Cleans Hudi tables. For details, see Cleaning.

Syntax

call run_clean(table=>'[table]', clean_policy=>'[clean_policy]', retain_commits=>'[retain_commits]', hours_retained=> '[hours_retained]', file_versions_retained=> '[file_versions_retained]');

Parameter Description

Table 1 Parameters

Parameter

Description

Mandatory

table

Name of the table to be queried. The value can be in the database.tablename format.

Yes

clean_policy

Policy for deleting data files of an earlier version.
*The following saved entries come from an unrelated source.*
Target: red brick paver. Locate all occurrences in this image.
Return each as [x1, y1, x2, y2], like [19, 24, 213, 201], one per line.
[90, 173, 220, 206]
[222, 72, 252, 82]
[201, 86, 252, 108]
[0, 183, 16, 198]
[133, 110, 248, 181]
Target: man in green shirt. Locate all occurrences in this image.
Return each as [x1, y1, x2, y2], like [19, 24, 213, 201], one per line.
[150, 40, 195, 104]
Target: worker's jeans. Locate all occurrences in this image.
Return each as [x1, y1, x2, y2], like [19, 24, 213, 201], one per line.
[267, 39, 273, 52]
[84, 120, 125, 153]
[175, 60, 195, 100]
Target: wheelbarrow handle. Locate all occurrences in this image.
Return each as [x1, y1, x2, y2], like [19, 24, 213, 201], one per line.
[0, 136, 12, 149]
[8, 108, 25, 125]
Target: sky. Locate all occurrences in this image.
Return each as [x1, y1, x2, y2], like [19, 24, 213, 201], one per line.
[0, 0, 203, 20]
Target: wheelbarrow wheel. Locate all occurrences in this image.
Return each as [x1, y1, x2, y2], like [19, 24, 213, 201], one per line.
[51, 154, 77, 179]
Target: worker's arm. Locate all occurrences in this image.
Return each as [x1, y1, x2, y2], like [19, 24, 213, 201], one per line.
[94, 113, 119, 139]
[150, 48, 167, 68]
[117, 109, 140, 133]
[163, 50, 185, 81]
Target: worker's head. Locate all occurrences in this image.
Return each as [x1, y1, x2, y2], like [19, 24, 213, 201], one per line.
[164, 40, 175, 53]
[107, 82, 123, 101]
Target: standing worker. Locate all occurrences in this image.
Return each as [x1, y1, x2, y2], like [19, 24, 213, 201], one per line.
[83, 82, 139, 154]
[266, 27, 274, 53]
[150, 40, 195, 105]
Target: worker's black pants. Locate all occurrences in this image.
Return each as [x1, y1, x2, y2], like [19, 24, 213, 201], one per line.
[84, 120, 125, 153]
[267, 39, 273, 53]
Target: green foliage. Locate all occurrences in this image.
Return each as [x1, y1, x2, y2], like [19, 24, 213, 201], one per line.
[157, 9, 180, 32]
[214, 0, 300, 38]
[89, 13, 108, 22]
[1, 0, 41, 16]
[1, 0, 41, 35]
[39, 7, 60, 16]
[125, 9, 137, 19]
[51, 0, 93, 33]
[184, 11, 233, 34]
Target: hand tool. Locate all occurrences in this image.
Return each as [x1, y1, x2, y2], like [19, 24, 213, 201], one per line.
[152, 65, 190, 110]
The default value is KEEP_LATEST_COMMITS.

No

retain_commits

This parameter is available only when clean_policy is set to KEEP_LATEST_COMMITS.

No

hours_retained

This parameter is available only when clean_policy is set to KEEP_LATEST_BY_HOURS.

No

file_version_retained

This parameter is available only when clean_policy is set to KEEP_LATEST_FILE_VERSIONS.

No

Example

call run_clean(table => 'hudi_table1');

call run_clean(table => 'hudi_table1', retain_commits => 2);

call run_clean(table => 'hudi_table1', clean_policy => 'KEEP_LATEST_FILE_VERSIONS', file_version_retained => 1);

Precautions

The cleaning operation cleans data files of an earlier version in partitions only when trigger conditions are met. If trigger conditions are not met, this operation does not clean the data files even if the command is successfully executed.

System Response

You can view query results on the client.